The idea that the Earth is flat is a debunked belief that the planet is a disc or a plane rather than a sphere. It has been contradicted by overwhelming evidence for more than two thousand years, yet a small modern movement continues to promote it, making it one of the clearest examples of how a thoroughly disproven claim can still find believers.
Contrary to a common myth, educated people did not believe in a flat Earth in the Middle Ages. Ancient Greek thinkers had established that the Earth is a sphere as early as the sixth century BC, reasoning from the curved shadow it casts on the Moon during an eclipse and the way ships vanish hull first over the horizon.

By around 240 BC, the scholar Eratosthenes had even measured the Earth's circumference with remarkable accuracy. Knowing that the Sun shone straight down a well in one city at noon while casting a shadow in another, he used the angle of that shadow and the distance between the cities to calculate the size of the whole planet, coming astonishingly close to the modern value with nothing but geometry.

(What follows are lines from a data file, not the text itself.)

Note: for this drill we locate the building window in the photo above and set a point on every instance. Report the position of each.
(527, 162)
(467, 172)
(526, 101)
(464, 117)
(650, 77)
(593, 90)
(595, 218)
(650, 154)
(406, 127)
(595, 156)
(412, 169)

The proofs that the Earth is round are simple, abundant, and accessible to anyone. Ships disappear hull first as they sail away, the Earth casts a round shadow during a lunar eclipse, different constellations are visible from different latitudes, and the time of sunrise shifts steadily as you travel east or west.
Early maps such as the ancient Babylonian Imago Mundi pictured a flat world because their makers were mapping a local region, not modeling the planet as a whole. A flat map is a useful tool, but it is a projection of a curved surface onto a page, not a claim that the surface itself is flat.

Modern life puts the matter beyond any doubt. Countless photographs taken from high altitude and from space show a plainly spherical planet, and the whole machinery of the modern world depends on that shape. Satellites, global navigation, and intercontinental flight paths are all calculated for a round Earth and would simply not work on a flat one.
Despite all of this, a flat Earth movement persists today, spread largely through social media. It survives not on evidence but on a deep distrust of institutions and a willingness to reject the testimony of science, photography, and direct measurement alike.
Studied as a social phenomenon rather than a scientific one, the flat Earth movement offers a striking lesson in how belief can resist even the most overwhelming proof, and in why simply presenting facts is often not enough to change a mind that distrusts their source.